Mary and I exchanged a look once he’d moved out of both of our sights and both burst out in a fit of giggles. It felt good; nice, normal, and light.
Tony found the door leading out here and trudged across the grass in my direction, but by then Mary and I had both regained our composure.
“Hi,” I said, laying my kindle in my lap and he grinned at me, dropping onto the bench beside me.
“Why do I think that I’ve missed something here?” he asked, looking between me and Mary who was pointedly staring at her computer monitor, fingers clacking against the keys, and away from us.

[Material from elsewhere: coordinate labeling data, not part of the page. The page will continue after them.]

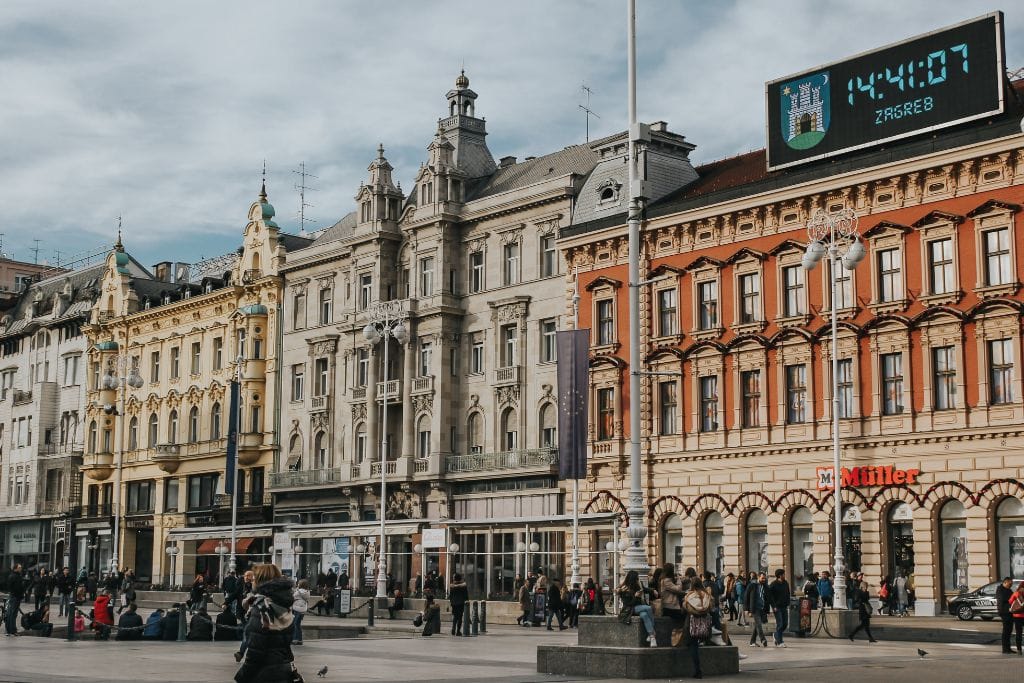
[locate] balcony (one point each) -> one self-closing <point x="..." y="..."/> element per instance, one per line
<point x="506" y="461"/>
<point x="305" y="478"/>
<point x="507" y="376"/>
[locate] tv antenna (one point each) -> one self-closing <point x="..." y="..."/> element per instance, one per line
<point x="589" y="112"/>
<point x="302" y="188"/>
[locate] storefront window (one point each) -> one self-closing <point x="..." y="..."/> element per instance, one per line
<point x="714" y="544"/>
<point x="952" y="519"/>
<point x="802" y="545"/>
<point x="1010" y="536"/>
<point x="757" y="541"/>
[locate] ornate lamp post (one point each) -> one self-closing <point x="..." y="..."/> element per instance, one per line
<point x="385" y="322"/>
<point x="836" y="235"/>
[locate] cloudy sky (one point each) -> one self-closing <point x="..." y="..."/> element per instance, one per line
<point x="163" y="113"/>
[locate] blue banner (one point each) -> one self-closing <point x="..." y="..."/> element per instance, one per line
<point x="572" y="391"/>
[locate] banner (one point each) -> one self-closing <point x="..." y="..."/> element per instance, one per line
<point x="232" y="438"/>
<point x="572" y="391"/>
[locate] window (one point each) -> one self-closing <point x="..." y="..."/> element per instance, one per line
<point x="996" y="245"/>
<point x="605" y="414"/>
<point x="321" y="376"/>
<point x="890" y="275"/>
<point x="202" y="488"/>
<point x="549" y="256"/>
<point x="796" y="394"/>
<point x="476" y="271"/>
<point x="940" y="264"/>
<point x="476" y="355"/>
<point x="1000" y="368"/>
<point x="793" y="301"/>
<point x="326" y="302"/>
<point x="944" y="368"/>
<point x="892" y="383"/>
<point x="215" y="421"/>
<point x="751" y="381"/>
<point x="510" y="334"/>
<point x="750" y="297"/>
<point x="549" y="345"/>
<point x="708" y="304"/>
<point x="298" y="374"/>
<point x="667" y="312"/>
<point x="511" y="263"/>
<point x="669" y="404"/>
<point x="427" y="276"/>
<point x="709" y="403"/>
<point x="426" y="350"/>
<point x="605" y="323"/>
<point x="845" y="393"/>
<point x="299" y="312"/>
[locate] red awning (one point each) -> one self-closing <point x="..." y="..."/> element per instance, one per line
<point x="209" y="547"/>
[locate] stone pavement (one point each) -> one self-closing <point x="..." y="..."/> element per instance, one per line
<point x="507" y="654"/>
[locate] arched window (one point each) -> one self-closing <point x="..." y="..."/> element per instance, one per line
<point x="1010" y="536"/>
<point x="194" y="424"/>
<point x="757" y="541"/>
<point x="952" y="519"/>
<point x="802" y="546"/>
<point x="133" y="433"/>
<point x="474" y="433"/>
<point x="672" y="541"/>
<point x="215" y="421"/>
<point x="714" y="543"/>
<point x="549" y="427"/>
<point x="510" y="430"/>
<point x="320" y="450"/>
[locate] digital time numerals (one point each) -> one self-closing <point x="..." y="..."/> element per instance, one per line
<point x="912" y="75"/>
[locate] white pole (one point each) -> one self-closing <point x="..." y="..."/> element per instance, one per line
<point x="635" y="556"/>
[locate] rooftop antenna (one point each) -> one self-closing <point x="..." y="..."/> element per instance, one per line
<point x="589" y="112"/>
<point x="302" y="188"/>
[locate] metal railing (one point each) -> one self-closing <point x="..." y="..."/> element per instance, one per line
<point x="504" y="460"/>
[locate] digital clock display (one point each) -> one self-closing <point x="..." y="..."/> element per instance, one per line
<point x="932" y="81"/>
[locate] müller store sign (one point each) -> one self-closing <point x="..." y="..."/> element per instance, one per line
<point x="857" y="477"/>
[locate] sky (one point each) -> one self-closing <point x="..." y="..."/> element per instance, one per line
<point x="164" y="113"/>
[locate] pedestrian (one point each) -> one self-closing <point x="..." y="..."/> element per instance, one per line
<point x="779" y="596"/>
<point x="268" y="657"/>
<point x="757" y="603"/>
<point x="862" y="600"/>
<point x="458" y="597"/>
<point x="299" y="608"/>
<point x="1004" y="593"/>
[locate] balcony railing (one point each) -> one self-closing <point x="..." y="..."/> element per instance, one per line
<point x="302" y="478"/>
<point x="505" y="460"/>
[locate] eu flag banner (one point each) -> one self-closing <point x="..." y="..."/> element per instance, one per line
<point x="232" y="438"/>
<point x="572" y="391"/>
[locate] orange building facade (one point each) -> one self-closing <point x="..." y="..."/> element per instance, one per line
<point x="737" y="421"/>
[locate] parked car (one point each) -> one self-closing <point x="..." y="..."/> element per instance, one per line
<point x="980" y="602"/>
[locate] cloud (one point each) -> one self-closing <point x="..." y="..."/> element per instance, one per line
<point x="164" y="113"/>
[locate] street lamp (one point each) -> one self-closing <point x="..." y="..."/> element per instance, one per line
<point x="121" y="374"/>
<point x="836" y="235"/>
<point x="385" y="322"/>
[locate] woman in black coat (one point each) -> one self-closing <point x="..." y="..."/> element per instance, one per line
<point x="268" y="657"/>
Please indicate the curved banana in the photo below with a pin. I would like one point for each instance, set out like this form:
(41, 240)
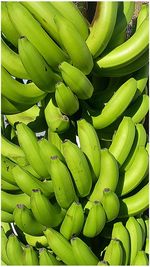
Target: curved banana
(73, 222)
(95, 221)
(139, 140)
(62, 182)
(12, 62)
(76, 48)
(7, 26)
(110, 199)
(129, 51)
(108, 177)
(44, 212)
(135, 174)
(37, 68)
(36, 35)
(24, 218)
(114, 253)
(120, 232)
(9, 201)
(76, 80)
(92, 150)
(25, 94)
(66, 100)
(56, 121)
(135, 234)
(82, 253)
(30, 256)
(29, 144)
(122, 140)
(60, 246)
(78, 166)
(135, 204)
(138, 110)
(14, 250)
(104, 18)
(116, 105)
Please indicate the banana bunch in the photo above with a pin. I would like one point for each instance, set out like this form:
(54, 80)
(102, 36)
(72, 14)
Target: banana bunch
(74, 134)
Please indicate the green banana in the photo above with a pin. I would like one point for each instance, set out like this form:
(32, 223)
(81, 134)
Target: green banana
(92, 150)
(122, 140)
(36, 35)
(114, 253)
(14, 250)
(135, 174)
(9, 201)
(62, 182)
(7, 26)
(12, 62)
(116, 105)
(135, 234)
(78, 167)
(56, 121)
(95, 220)
(66, 100)
(60, 246)
(76, 80)
(82, 253)
(120, 232)
(110, 199)
(135, 204)
(76, 48)
(139, 140)
(24, 218)
(104, 18)
(73, 221)
(37, 68)
(25, 94)
(44, 211)
(29, 144)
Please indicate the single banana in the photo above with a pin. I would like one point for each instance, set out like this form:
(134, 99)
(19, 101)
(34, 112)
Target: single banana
(76, 48)
(60, 246)
(104, 18)
(66, 100)
(76, 80)
(95, 220)
(116, 105)
(7, 26)
(92, 150)
(29, 144)
(9, 201)
(82, 253)
(135, 204)
(114, 253)
(129, 51)
(37, 68)
(110, 199)
(56, 121)
(62, 184)
(139, 140)
(120, 232)
(135, 234)
(135, 174)
(24, 219)
(122, 140)
(25, 94)
(14, 250)
(44, 211)
(78, 166)
(12, 62)
(36, 35)
(108, 177)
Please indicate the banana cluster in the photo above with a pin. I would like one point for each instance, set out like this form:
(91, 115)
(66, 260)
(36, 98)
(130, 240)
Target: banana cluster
(74, 146)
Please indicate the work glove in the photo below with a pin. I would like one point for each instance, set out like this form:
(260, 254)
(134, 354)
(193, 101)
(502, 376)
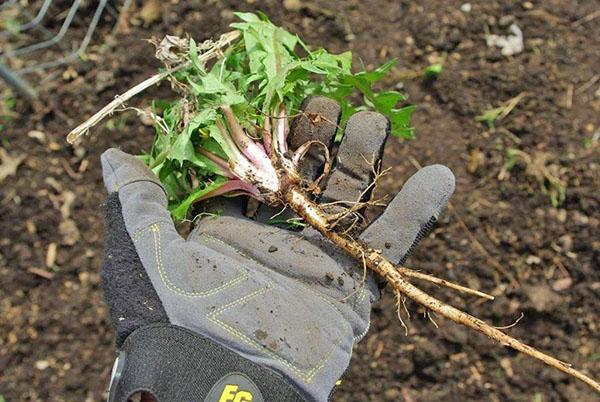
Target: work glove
(242, 310)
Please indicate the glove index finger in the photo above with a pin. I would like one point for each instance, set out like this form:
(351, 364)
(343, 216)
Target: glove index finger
(143, 199)
(412, 213)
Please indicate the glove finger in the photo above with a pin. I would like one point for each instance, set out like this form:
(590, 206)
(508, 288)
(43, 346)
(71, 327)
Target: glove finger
(412, 213)
(143, 199)
(318, 120)
(361, 147)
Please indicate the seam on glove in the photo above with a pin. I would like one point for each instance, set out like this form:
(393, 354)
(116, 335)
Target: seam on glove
(243, 274)
(362, 293)
(305, 375)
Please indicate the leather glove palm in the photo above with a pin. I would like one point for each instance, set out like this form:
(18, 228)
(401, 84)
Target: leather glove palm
(280, 309)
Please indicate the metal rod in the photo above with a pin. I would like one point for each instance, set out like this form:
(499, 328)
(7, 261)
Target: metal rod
(17, 83)
(76, 54)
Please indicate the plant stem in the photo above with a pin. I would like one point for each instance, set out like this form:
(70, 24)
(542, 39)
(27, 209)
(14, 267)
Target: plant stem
(119, 100)
(313, 215)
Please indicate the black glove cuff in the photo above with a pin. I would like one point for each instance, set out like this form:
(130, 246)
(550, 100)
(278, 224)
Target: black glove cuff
(175, 364)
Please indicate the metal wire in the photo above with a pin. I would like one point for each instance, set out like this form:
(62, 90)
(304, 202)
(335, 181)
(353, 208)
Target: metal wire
(35, 22)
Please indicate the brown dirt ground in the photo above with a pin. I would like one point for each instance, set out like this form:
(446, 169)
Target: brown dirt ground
(56, 342)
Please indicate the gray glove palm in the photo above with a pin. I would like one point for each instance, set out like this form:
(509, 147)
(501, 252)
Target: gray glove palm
(286, 301)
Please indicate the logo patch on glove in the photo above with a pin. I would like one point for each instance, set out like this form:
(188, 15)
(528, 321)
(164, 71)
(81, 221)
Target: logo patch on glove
(234, 387)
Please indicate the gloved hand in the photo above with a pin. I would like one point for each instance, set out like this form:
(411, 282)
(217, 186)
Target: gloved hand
(243, 311)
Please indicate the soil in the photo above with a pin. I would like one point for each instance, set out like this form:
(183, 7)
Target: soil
(56, 341)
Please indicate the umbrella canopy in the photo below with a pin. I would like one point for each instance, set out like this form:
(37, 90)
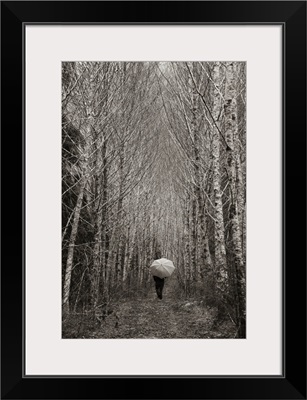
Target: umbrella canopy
(162, 268)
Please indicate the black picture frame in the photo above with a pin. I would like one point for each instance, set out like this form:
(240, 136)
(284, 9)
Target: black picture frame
(292, 16)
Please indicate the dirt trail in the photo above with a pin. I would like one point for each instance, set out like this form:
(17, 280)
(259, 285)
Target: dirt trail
(169, 318)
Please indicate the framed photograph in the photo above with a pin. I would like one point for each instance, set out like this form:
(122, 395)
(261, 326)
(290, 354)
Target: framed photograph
(163, 181)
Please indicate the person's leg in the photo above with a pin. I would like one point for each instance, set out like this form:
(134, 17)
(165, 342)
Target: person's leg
(159, 286)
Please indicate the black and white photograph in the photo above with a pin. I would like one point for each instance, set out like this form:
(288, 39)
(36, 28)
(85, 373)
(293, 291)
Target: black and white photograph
(154, 200)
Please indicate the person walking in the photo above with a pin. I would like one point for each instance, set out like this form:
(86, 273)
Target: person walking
(161, 269)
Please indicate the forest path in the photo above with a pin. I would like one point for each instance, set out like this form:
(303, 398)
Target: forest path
(151, 318)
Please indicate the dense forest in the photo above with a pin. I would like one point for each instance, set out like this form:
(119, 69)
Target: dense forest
(153, 163)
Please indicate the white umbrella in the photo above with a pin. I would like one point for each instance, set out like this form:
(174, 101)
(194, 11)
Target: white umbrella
(162, 268)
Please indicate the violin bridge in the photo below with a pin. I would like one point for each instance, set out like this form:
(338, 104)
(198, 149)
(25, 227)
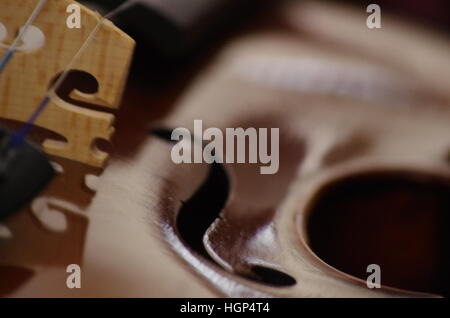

“I have no idea what you’re talking about,” I said innocently and Tony laughed.
“You know for a lawyer, you’re a bad liar Franco.”
“So I’ve been told.”
We each had a light laugh and he looked me over.
“You’re looking good.”
“Thank you, Pasquale came to visit me the other day and was nice enough to bring me some real clothes. I gave him the key to my apartment, but I think he had other ideas.” I looked down at myself, I’d never owned an outfit like it, but he’d come back with two perfectly matched and fashionable jean and light sweater pairings with some fabulous boots in something like six shopping bags. Had dropped my keys into my hand and said, ‘Let’s go, paper princess, I am not about to dress you any other way.’
“Not your clothes?” Tony asked.
“I’m not even sure that he stopped at my place, to tell you the truth.”
“Looks like he spent a small fortune on you. Stuff’s nice.”
“I thought so, too, but apparently he got them at a clothing swap the LGBTQ community here in the city puts on once a month.”
“Nice, look at you, making friends wherever you go.”
I nodded and smiled,
and tried not to let what he said get to me. I missed Sami Lynn so much, but Tony hadn’t meant anything by it, I knew that. It hurt that I couldn’t see her family. The press were hounding them for information about me and David had called and said that his parents were going on a sort of vacation to get away from it. That I shouldn’t take it personal and that there was no resentment and that they wished very much that they could be here for me. I understood, but it still hurt.
Tony searched my face which must have given it away because he said, “Sorry,” and bowed his head. “My fuckin’ mouth, sometimes it gets away from me.”
“It’s okay, I know you didn’t mean anything by it.”
“I didn’t. I mean, I really didn’t.”
“It’s okay,” I said again. “Really, can we just change the subject?”
“Sure. So I hear you’re gonna be busting out of here, soon.”
“A week more,” I said softly. “Then I get to go home and deal with outpatient care and physical therapy.”
“The fun just doesn’t stop, does it?” he asked and I sighed and put on a brave smile.
“Party all the time,” I agreed.
He chuckled and leaned back and I shifted. It was hard to get comfortable, my arm still in its sling, trapping it close to my body. It didn’t really come out of this position except for the occupational and physical therapy exercises designed to strengthen it, which of course, hurt like hell.
“What’d they say about it?” he asked, gesturing to the arm.
“I’ll never regain full range of motion when it comes to the shoulder. It will always be stiff and ache with changes in the weather. It’s got a super long way to go, and I’m going to need help with things like brushing my hair and showering for a while still. I’m doing better with getting dressed, but still need help there, too. It’s a bitch doing anything one-handed.”
He nodded and sighed, dropping his head and turning to look at me, searching my face before saying, “Yeah, but if anybody can come back from this stronger and better than ever, I have a feeling it’s you.”